Jack is the Professor,
Hurley is Gilligan (but with Mr. Howell’s money), Jin and Sun Kwon are the Howells (in that they are the married dyad, and Sun had money), Kate is Ginger, the seductress, and Claire is Maryanne the wholesome one. Sayid with his combat experience and general competence is the Skipper.
Ben and Desmond and the others are the natives and visitors who come to the island and cause trouble and near rescues.
If you want movies that are the same, Dances With Wolves and The Last Samurai are the exact same movie. Exact. Same. Movie.
Heh, shows follow archetypal patterns, news at 11.
I don’t think it means that they are the same show. ‘Lie to Me’, fits your criteria in the OP and I don’t think it’s the same show as House even though it’s about a curmudgeonly boss who is brilliant and solves problems.
People fall into a few basic roles and Pop Culture pulls from these ideas, just as Carl Jung or his puppy Joseph Campbell.
This one is for the old-timers: 77 Sunset Strip, Hawaiian Eye, Bourbon Street Beat, and Surfside 6 were basically the same show, created by the same people, produced by the same company, and often utilizing the same actors. For the youngsters, this was the late '50s & early '60s - these shows were in black & white, so you wouldn’t be interested.
That’s why I was annoyed when they cancelled Karen Sisco. Carla Gugino played a “tough as nails older, brunette, chick cop who doesn’t take no guff from nobody!” It was nice to have an original character for a change.

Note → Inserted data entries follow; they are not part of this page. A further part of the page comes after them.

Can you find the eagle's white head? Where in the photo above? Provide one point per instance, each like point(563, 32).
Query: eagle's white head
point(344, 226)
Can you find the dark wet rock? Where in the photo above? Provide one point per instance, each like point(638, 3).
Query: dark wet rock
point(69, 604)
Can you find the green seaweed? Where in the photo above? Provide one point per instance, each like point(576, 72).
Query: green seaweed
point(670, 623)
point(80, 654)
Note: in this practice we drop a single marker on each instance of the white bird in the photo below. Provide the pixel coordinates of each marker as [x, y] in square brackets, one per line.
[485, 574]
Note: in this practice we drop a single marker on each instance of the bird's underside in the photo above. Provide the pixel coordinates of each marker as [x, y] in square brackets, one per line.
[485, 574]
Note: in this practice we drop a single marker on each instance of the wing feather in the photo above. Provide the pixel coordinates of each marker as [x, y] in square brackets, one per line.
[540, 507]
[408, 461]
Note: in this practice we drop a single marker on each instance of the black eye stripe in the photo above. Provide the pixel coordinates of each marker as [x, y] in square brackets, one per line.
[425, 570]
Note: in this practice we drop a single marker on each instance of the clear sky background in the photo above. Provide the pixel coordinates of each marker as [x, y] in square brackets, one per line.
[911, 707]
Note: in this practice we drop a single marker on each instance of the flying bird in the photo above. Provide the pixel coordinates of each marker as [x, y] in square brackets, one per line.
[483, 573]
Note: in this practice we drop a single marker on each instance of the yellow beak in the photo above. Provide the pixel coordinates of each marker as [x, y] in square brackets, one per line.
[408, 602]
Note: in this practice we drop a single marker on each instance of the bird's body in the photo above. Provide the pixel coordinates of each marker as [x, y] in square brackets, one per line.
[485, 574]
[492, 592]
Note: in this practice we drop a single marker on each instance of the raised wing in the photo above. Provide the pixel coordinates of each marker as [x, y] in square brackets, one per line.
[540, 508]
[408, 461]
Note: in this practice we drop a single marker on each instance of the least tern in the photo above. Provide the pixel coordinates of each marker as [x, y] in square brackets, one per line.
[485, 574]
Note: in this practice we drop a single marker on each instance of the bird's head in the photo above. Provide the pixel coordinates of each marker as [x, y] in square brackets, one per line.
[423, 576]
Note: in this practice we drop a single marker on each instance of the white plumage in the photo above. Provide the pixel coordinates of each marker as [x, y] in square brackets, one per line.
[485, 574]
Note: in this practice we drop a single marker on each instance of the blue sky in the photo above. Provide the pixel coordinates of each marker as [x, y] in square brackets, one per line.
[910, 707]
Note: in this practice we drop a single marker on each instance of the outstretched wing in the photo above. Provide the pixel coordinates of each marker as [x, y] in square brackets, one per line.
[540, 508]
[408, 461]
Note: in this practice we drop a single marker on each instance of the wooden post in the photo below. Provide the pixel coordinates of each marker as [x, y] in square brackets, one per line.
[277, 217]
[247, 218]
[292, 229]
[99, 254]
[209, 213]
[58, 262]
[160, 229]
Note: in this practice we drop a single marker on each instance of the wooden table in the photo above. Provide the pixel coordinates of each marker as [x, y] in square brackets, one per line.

You forgot to actually list any titles.
I love how both shows totally ditched the ethical angle that was, y’know, the whole point of the seminal movie. Kinda like how Rambo went from “veteran comes back a suicidal schyzo, war is hell” to “Boom ! Ratatatata ! America, fuck yeah !”
Except Costner doesn’t end the movie a better Indian than the *actual *Indians. Tom Cruise, on the other hand…
OK, all you pop-culture gurus: what’s Breaking Bad a copy/rip-off of?
I KNEW IT. I’ve been saying this for years and people go, ‘oh yeah, they are similar’ and I say, “no, they’re the exact same show!” I mean, Fred hollers, “WILLLLLMAAAAA!” in the exact same Jackie Gleason growl.
“Weeds”? Man of the house dies/is dying, member of middle-class white family decides to get into the drug business, drug dealing suburbanite is too close with someone who works for the D.E.A., drug dealer might be getting in over his/her head …
TLC has a bunch of shows that are clones of British shows , 1 example is What Not To Wear.
I’ve read the thread twice over and didn’t see this one, so I hope I’m not repeating!
Starsky and Hutch and CHiPs were essentially the same. Two cops of differing physical types (so we have something for ALL the ladies!) who go all out to solve/prevent crime and who always have each other’s backs. Both shows even featured one partner who was called by a shortened version of his surname (Hutch=Hutchinson/Ponch=Poncherello). And they were always doing something unorthodox that would irritate their superiors, but would be just the thing necessary to “break the case.”
And in this vein, we have Get Smart and Inspector Gadget. Gadget was even voiced by Don “Maxwell Smart” Adams.
Never heard of it. But after checking it out at IMDB… fair 'nuf.
I almost forgot–these were made into a movie called Lethal Weapon.
The voices of Fred and Barney are intentionally meant to mimic the voices of Jackie Gleason and Art Carney. (A lot of Hanna-Barbera characters- particularly those voiced by Daws Butler- are meant to sound like celebrities, but in this case the Honeymooners inspiration actually makes the fact that the characters sound like celebrities sensible.)
Keeping in mind that Fred was voiced by Alan Reed, and Barney by Mel Blanc. I don’t know if Daws Butler worked on the show at all.